Using the M7-luc assay, sera from all rabbits were tested after the final DNA vaccination and after each protein boost against a panel of heterologous B, C, and E primary isolates. In this assay, all sera were diluted 1:10, results were recorded as percent reduction of luciferase compared to week 5 sera, and values greater than 50% were considered significant. Serum from one control rabbit scored at the 51% level, but other samples from controls were negative. Week 5 samples were used as controls because of a scarcity of preimmunization samples; these had no or minimal Env binding activity, and background neutralization titers were very close to those of corresponding preimmunization sera for the same animals (data not shown). Data from samples taken after the last protein boost, reported as %RI, are shown in Table 2. Sera from three of three rabbits that received HIV-1 SF162 immunogens (the fourth died prior to protein boosting) could neutralize Bx08, two were active against Ba-L, and one of those was also active against QH0692. Sera from rabbits immunized with AN1-EnvB gp160 or gp140 also had activity against these three viral isolates. Three of eight rabbit sera neutralized Bx08, and two of those sera also had activity against Ba-L and QH0692. Activity against BaL and Bx08 was also detected at weeks 48 and 70 in several animals (not shown). No rabbit sera neutralized clade B isolate 6101, clade C isolate S080, or clade E isolate CM244.

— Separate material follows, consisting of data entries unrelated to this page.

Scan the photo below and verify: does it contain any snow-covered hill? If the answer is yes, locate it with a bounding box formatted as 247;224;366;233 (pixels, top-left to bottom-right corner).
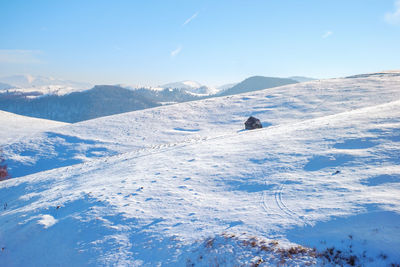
0;72;400;266
0;74;93;98
160;81;218;95
221;76;297;96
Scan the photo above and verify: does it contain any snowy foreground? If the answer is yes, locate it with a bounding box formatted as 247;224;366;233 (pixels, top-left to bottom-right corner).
0;72;400;266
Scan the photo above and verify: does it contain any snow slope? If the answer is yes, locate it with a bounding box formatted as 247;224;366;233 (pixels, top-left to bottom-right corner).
0;72;400;266
0;110;68;146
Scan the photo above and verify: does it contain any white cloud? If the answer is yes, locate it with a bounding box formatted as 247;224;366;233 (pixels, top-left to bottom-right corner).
385;0;400;24
171;45;182;57
182;12;199;26
322;31;333;39
0;49;43;64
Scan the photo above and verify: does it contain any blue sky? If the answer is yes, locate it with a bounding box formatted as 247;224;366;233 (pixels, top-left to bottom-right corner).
0;0;400;86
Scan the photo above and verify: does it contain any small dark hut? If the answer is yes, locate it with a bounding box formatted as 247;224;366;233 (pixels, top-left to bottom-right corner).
244;116;262;130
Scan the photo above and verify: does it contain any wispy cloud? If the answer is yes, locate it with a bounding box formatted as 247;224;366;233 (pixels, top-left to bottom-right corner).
171;45;182;57
182;12;199;26
321;31;333;39
0;49;43;64
385;0;400;24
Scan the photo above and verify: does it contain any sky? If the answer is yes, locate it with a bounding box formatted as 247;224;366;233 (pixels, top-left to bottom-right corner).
0;0;400;86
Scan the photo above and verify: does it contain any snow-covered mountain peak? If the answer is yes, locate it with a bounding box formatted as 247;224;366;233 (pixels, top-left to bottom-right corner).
160;80;218;95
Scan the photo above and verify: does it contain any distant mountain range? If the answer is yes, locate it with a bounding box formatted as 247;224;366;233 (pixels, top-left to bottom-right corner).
0;75;316;123
220;76;298;96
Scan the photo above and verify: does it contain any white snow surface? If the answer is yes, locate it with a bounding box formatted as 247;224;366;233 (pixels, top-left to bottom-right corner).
0;72;400;266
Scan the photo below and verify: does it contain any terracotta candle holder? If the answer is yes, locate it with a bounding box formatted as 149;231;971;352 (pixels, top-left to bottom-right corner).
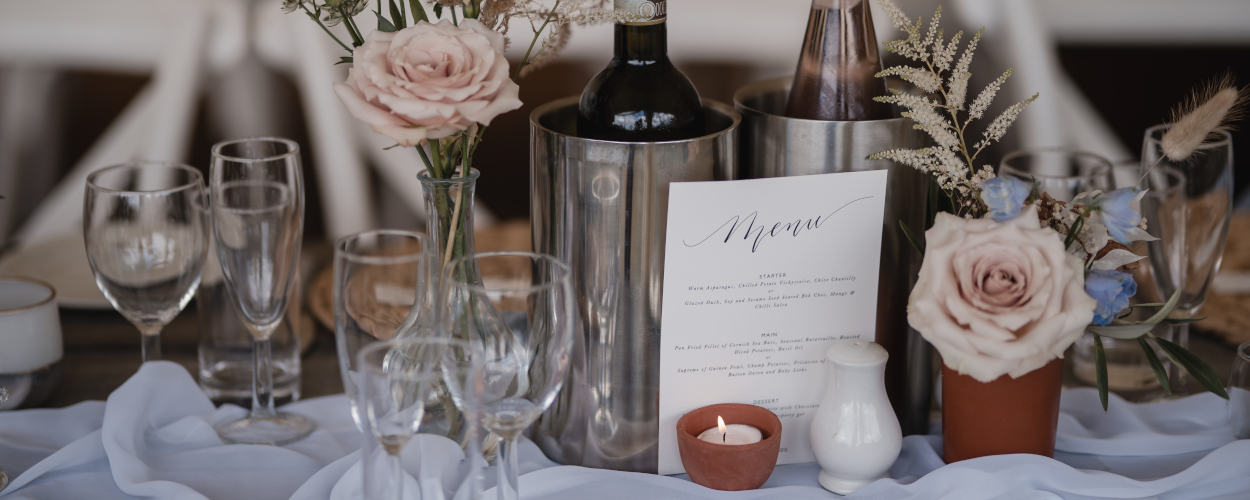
678;404;781;491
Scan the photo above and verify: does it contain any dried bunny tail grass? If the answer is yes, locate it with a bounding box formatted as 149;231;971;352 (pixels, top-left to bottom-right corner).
1160;75;1250;161
520;23;570;78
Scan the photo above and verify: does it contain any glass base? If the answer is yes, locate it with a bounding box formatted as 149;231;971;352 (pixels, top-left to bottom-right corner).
214;411;316;446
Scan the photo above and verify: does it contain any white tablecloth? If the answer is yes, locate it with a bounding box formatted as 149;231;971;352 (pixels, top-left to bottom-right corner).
0;363;1250;500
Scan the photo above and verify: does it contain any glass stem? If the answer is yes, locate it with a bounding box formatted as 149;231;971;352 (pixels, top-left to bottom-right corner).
495;436;519;500
386;454;404;500
248;338;276;419
141;330;160;363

To confirm that the observed virus-neutralizing activity was due to antibodies and not to nonspecific inhibition by other components of the serum, we purified IgG from sera of six of the rabbits and used these in our assays. Three rabbits had received AN1-EnvB immunogens, and three had received the HIV-1 SF162 immunogens. IgG and the corresponding sera (Table 2) were tested in the M7-luc system. For this subset of samples, we obtained titers for 50% neutralization of each isolate, allowing more precise quantitation of activity in the serum. All week 80 IgG samples had strong neutralizing activity against HIV-1 SF162, with 50% inhibitory concentration (IC₅₀) values from 1.6 μg/ml to 61 μg/ml; likewise, the sera from which they were purified had high titers against this virus, from 1:494 up to 1:4,176. The sera with the highest titers yielded the IgG samples with the lowest IC₅₀ values, as expected. IgG from two of the six also had strong activity, and one showed weak activity, against Bx08. In this set of assays, no significant neutralization of isolate 6101 was found. Weak neutralization of BaL was noted in all serum samples, and sporadic low-level activity against three other isolates was noted in several sera, but not in the corresponding IgG; this may be due to the limits of detection of the assay. IgG samples from week 5 had no detectable activity at the highest concentrations tested. These data demonstrate that the observed neutralizing activity of the rabbit sera is attributable in large part to IgG.

Comparing data across the two assays, we found that five of the eight primary heterologous clade B viruses tested were weakly neutralized by AN1-Env B sera. The clade B viral amino acid sequences used here were, on average, 9% distant from AN1-EnvB and 13% from HIV-1 SF162. The non-B amino acid sequences were on average 24% and 22% divergent from AN1-EnvB and SF162, respectively. Within the clade B group, neutralization of individual viruses by vaccinated rabbit sera did not correlate with total sequence distance between the vaccine immunogen and the tested virus. The number of viruses neutralized by serum from each rabbit was not statistically different between the AN1-EnvB- and SF162-immunized rabbit groups (Mann-Whitney U test). Overall, the neutralizing antibodies elicited both by AN1-EnvB and by HIV-1 SF162 immunogens had modest potencies and breadth.